Genomic analysis of Brevibacillus thermoruber 423 reveals its biotechnological and industrial potential

Yildiz S. Y. , Radchenkova N., ARĞA K. Y. , Kambourova M., TOKSOY ÖNER E.

APPLIED MICROBIOLOGY AND BIOTECHNOLOGY, vol.99, no.5, pp.2277-2289, 2015 (Peer-Reviewed Journal) identifier identifier identifier

  • Publication Type: Article / Article
  • Volume: 99 Issue: 5
  • Publication Date: 2015
  • Doi Number: 10.1007/s00253-015-6388-5
  • Journal Indexes: Science Citation Index Expanded, Scopus
  • Page Numbers: pp.2277-2289
  • Keywords: Brevibacillus thermoruber, Thermophiles, Genome, Next-generation sequencing, Exopolysaccharide, SP-NOV, GLYCINE BETAINE, SEQUENCE, PROTEIN, EXPRESSION, SUBTILIS, REV


Brevibacillus thermoruber 423 is a Gram-positive, motile, red-pigmented, spore-forming, aerobic, and thermophilic bacterium that is known to produce high levels of exopolysaccharide (EPS) with many potential uses in food, feed, cosmetics, and pharmaceutical and chemical industries.
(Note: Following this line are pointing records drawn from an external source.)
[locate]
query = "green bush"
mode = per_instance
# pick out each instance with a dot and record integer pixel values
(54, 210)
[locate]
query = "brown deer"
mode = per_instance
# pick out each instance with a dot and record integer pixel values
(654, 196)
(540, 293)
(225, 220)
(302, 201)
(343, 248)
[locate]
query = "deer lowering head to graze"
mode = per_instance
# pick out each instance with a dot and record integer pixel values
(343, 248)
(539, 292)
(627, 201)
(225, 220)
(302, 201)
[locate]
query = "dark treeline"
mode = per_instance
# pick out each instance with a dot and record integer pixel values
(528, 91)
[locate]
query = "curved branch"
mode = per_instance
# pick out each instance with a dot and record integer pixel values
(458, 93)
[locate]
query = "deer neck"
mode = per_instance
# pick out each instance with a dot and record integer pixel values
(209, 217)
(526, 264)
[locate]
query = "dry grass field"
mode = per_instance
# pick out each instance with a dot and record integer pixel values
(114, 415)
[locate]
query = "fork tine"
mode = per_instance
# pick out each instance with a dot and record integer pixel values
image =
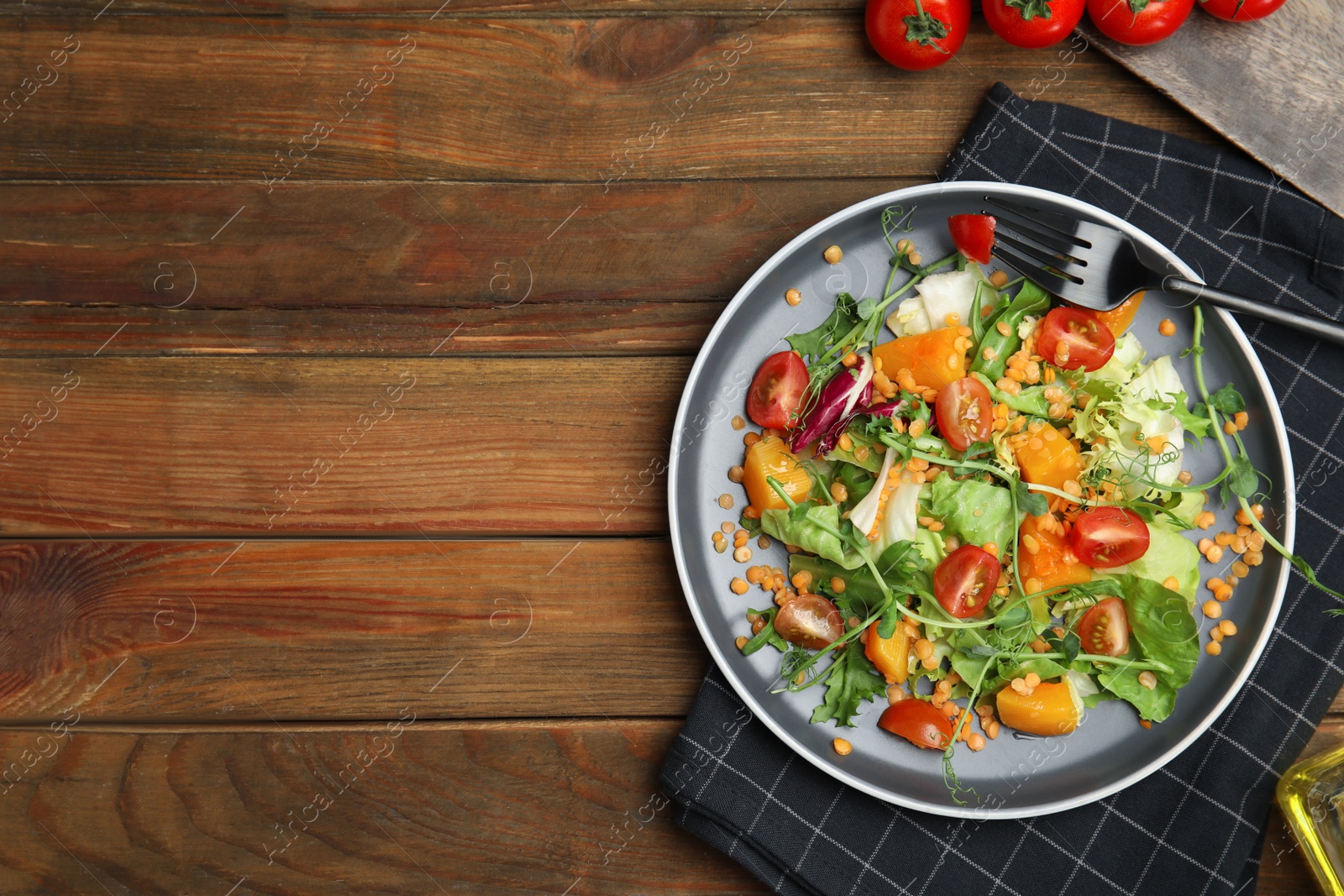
(1043, 278)
(1070, 268)
(1063, 226)
(1008, 228)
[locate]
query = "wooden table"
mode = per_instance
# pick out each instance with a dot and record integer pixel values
(340, 563)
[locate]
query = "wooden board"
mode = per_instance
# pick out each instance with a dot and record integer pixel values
(483, 808)
(488, 808)
(134, 183)
(234, 445)
(1270, 86)
(490, 246)
(491, 100)
(259, 631)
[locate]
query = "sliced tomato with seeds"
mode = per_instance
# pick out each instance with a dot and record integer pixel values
(810, 621)
(1106, 537)
(965, 412)
(777, 390)
(1105, 629)
(918, 721)
(1075, 338)
(974, 235)
(965, 579)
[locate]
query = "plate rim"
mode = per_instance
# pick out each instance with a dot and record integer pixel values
(717, 653)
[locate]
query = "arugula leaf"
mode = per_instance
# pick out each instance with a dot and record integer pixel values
(1241, 479)
(816, 342)
(1070, 645)
(1152, 705)
(1227, 401)
(1012, 668)
(900, 566)
(1196, 422)
(1028, 501)
(850, 680)
(768, 636)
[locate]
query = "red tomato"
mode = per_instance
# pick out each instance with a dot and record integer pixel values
(1105, 629)
(1241, 9)
(965, 579)
(810, 621)
(917, 34)
(1032, 23)
(1105, 537)
(965, 412)
(1075, 338)
(1139, 22)
(777, 391)
(974, 235)
(918, 721)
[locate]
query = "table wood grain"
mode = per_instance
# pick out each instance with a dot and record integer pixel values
(309, 582)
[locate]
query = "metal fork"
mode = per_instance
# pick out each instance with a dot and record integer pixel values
(1099, 268)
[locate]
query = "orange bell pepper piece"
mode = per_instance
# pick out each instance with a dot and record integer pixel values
(891, 656)
(772, 457)
(1048, 710)
(1048, 458)
(1048, 563)
(932, 358)
(1119, 318)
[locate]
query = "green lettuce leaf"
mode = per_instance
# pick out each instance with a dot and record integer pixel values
(808, 535)
(850, 680)
(1169, 553)
(974, 511)
(1163, 629)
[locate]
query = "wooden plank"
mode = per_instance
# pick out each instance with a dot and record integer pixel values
(483, 808)
(588, 329)
(479, 809)
(259, 448)
(228, 631)
(454, 9)
(628, 98)
(490, 246)
(1294, 123)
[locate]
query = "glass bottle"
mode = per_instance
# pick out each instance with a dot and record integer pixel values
(1310, 794)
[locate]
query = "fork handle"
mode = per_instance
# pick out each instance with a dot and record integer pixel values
(1317, 327)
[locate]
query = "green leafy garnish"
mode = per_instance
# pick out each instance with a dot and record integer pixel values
(850, 680)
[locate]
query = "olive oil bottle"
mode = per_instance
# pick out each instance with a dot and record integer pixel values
(1312, 799)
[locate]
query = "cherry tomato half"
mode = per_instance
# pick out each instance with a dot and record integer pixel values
(965, 579)
(1075, 338)
(1139, 22)
(810, 621)
(965, 412)
(777, 391)
(974, 235)
(1105, 537)
(1105, 629)
(914, 40)
(918, 721)
(1034, 23)
(1241, 9)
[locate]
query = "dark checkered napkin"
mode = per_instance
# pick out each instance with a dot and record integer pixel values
(1195, 826)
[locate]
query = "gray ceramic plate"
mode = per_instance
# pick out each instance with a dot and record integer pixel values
(1014, 777)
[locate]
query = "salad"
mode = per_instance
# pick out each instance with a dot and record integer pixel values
(983, 496)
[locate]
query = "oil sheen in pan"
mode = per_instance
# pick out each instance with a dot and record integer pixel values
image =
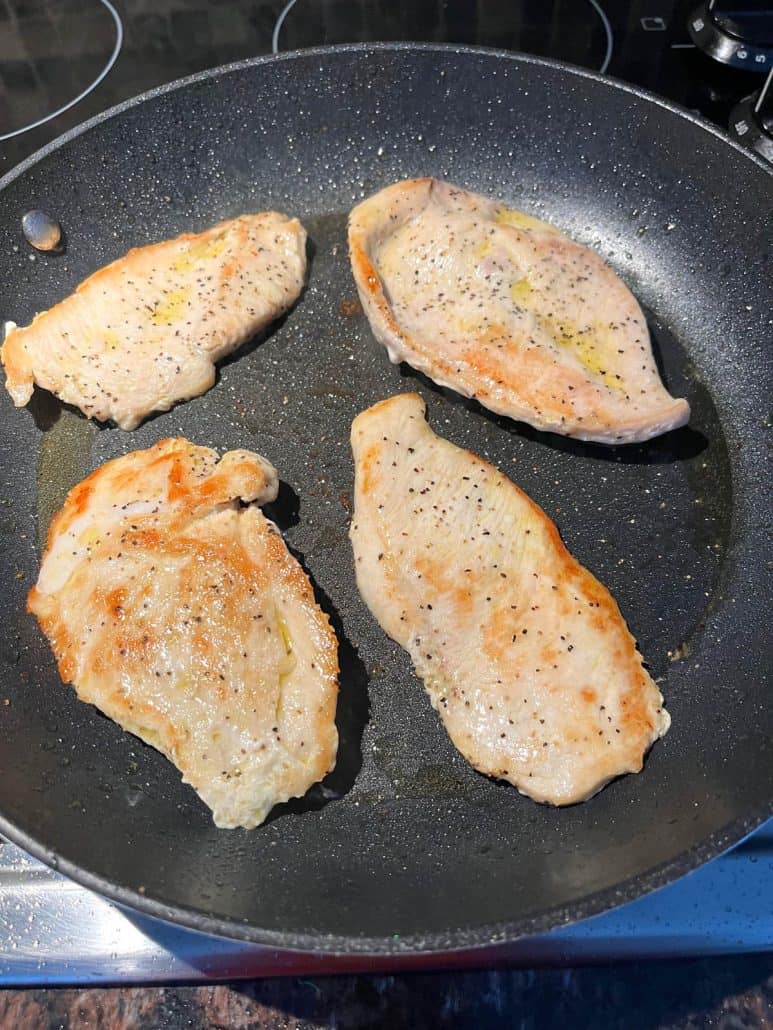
(404, 822)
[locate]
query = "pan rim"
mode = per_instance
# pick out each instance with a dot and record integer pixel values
(515, 57)
(476, 937)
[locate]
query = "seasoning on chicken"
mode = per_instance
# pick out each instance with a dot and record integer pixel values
(173, 605)
(504, 308)
(523, 652)
(144, 332)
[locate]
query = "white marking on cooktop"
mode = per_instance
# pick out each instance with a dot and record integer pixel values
(608, 32)
(595, 3)
(279, 22)
(111, 61)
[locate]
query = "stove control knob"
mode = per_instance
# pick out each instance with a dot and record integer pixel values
(736, 32)
(751, 121)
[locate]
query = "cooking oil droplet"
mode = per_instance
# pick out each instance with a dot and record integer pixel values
(41, 231)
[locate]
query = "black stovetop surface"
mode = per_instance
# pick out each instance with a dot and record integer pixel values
(52, 50)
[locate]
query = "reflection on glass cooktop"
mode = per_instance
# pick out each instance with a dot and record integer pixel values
(52, 52)
(568, 30)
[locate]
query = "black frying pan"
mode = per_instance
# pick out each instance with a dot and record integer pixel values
(405, 848)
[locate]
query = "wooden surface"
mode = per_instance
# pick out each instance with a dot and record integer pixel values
(721, 994)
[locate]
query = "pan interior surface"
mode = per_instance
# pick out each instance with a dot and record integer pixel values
(404, 847)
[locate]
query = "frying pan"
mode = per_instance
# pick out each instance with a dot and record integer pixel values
(404, 848)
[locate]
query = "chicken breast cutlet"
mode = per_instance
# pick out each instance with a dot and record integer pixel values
(523, 652)
(178, 611)
(506, 309)
(145, 332)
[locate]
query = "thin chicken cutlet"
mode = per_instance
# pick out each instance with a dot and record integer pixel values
(173, 605)
(145, 332)
(524, 653)
(506, 309)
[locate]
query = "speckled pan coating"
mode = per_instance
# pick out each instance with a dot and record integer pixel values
(405, 848)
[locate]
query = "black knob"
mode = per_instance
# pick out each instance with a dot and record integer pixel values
(751, 121)
(736, 32)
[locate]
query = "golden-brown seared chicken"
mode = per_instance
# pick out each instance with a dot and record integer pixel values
(145, 332)
(524, 653)
(180, 614)
(504, 308)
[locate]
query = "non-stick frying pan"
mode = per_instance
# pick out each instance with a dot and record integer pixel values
(404, 847)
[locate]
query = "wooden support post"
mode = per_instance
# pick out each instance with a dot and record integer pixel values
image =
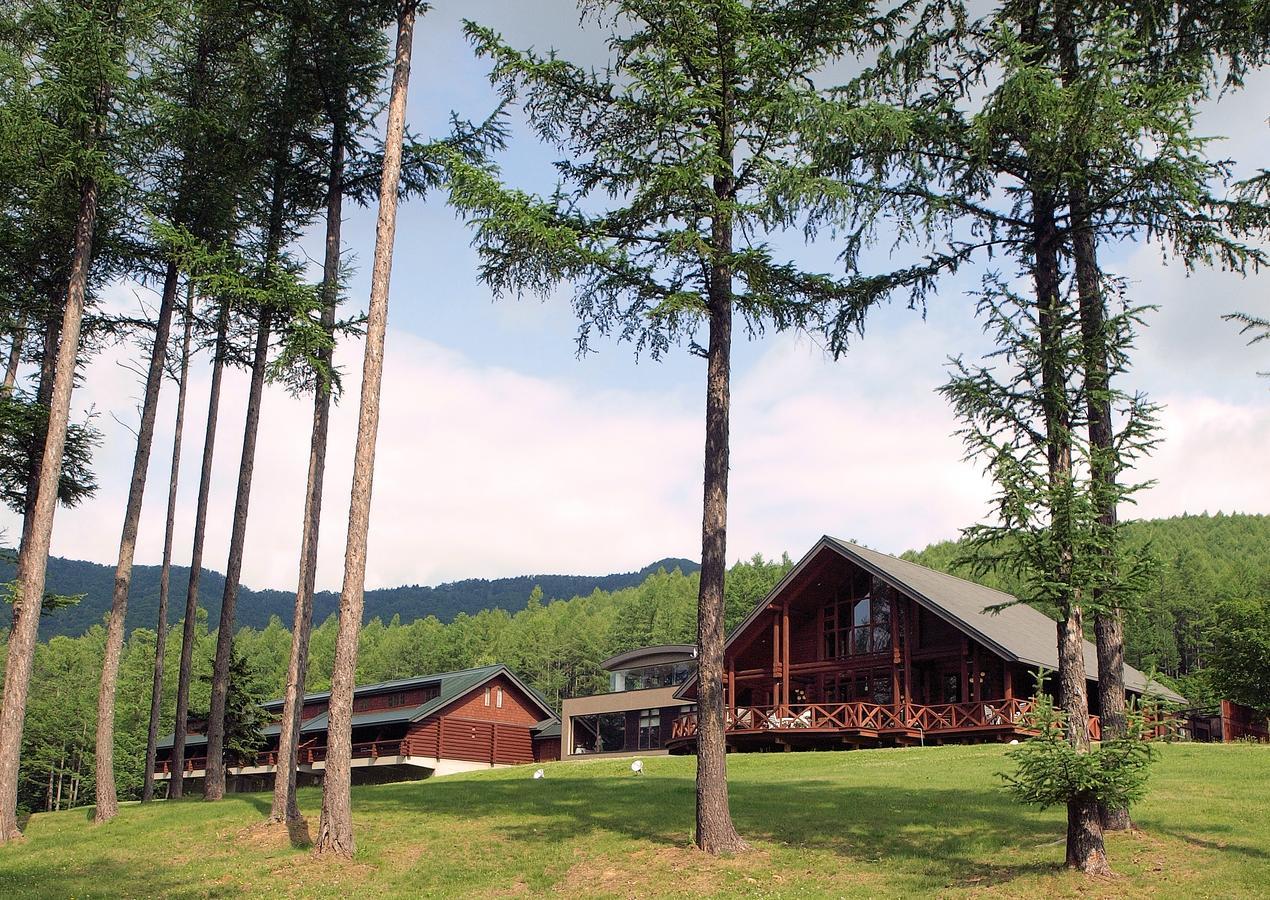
(909, 627)
(965, 672)
(785, 654)
(975, 678)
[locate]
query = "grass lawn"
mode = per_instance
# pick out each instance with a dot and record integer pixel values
(873, 823)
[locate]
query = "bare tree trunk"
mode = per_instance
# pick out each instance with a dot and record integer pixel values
(107, 799)
(43, 396)
(1085, 848)
(10, 370)
(285, 807)
(1108, 617)
(33, 556)
(147, 785)
(175, 787)
(715, 833)
(335, 828)
(213, 786)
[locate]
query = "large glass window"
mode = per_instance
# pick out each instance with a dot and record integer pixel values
(859, 625)
(602, 733)
(650, 729)
(869, 686)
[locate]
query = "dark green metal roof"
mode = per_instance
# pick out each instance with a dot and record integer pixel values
(451, 687)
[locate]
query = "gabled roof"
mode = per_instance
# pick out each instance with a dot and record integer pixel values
(451, 687)
(1016, 631)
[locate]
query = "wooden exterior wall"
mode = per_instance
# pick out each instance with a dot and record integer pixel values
(517, 708)
(546, 750)
(470, 739)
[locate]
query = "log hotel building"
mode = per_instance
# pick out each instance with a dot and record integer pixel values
(854, 648)
(433, 725)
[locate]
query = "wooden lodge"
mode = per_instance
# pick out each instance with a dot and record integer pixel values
(403, 730)
(855, 648)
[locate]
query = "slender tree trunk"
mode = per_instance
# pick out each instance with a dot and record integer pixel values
(33, 556)
(107, 799)
(43, 396)
(1085, 848)
(213, 786)
(1108, 617)
(175, 787)
(715, 832)
(335, 828)
(10, 370)
(285, 807)
(147, 785)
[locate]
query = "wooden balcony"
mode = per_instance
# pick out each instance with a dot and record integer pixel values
(307, 755)
(997, 719)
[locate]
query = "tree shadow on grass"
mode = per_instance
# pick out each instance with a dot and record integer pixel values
(951, 834)
(1189, 837)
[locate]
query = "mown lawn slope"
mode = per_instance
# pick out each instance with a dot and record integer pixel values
(875, 823)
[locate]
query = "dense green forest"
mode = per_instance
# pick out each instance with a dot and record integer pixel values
(558, 640)
(1199, 562)
(93, 583)
(556, 644)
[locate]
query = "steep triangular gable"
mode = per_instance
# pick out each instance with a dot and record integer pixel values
(1017, 632)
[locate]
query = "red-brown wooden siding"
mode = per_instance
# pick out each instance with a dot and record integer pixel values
(471, 740)
(548, 749)
(516, 708)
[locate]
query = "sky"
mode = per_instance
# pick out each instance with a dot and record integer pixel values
(502, 453)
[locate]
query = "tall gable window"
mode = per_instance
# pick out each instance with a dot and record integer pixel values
(857, 621)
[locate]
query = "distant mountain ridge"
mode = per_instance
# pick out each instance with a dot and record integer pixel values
(255, 607)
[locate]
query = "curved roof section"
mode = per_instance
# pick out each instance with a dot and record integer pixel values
(663, 653)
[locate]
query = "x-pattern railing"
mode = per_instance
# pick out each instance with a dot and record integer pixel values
(862, 716)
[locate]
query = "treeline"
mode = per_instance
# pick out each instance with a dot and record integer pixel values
(555, 644)
(1200, 564)
(92, 583)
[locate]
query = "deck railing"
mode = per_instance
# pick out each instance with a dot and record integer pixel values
(307, 755)
(993, 715)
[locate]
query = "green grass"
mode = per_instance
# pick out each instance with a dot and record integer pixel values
(875, 823)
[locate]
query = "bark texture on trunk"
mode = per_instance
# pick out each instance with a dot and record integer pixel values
(1108, 618)
(285, 807)
(1085, 847)
(335, 828)
(33, 556)
(10, 370)
(147, 785)
(43, 396)
(177, 787)
(213, 785)
(715, 832)
(107, 799)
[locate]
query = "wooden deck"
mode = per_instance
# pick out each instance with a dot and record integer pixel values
(868, 724)
(307, 755)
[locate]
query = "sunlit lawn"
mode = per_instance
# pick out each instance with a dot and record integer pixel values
(874, 823)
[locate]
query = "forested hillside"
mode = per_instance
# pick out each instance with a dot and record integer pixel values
(257, 607)
(558, 645)
(1200, 561)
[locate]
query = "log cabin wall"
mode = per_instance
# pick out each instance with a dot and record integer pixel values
(483, 703)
This bacterium not only is among the limited number of reported thermophilic EPS producers but also exceeds other thermophilic producers in light of the high level of polymer synthesis. By a systems-based approach, whole-genome analysis of this bacterium was performed to gain more insight about the biological mechanisms and whole-genome organization of thermophilic EPS producers and hence to develop rational strategies for the genetic and metabolic optimization of EPS production. Also with this study, the first genome analysis was performed on a thermophilic Brevibacillus species. Essential genes associated with EPS biosynthesis were detected by genome annotation, and together with experimental evidences, a hypothetical mechanism for EPS biosynthesis was generated. B. thermoruber 423 was found to have many potential applications in biotechnology and industry because of its capacity to utilize xylose and to produce EPS, isoprenoids, ethanol/butanol, lipases, proteases, cellulase, and glucoamylase enzymes as well as its resistance to arsenic.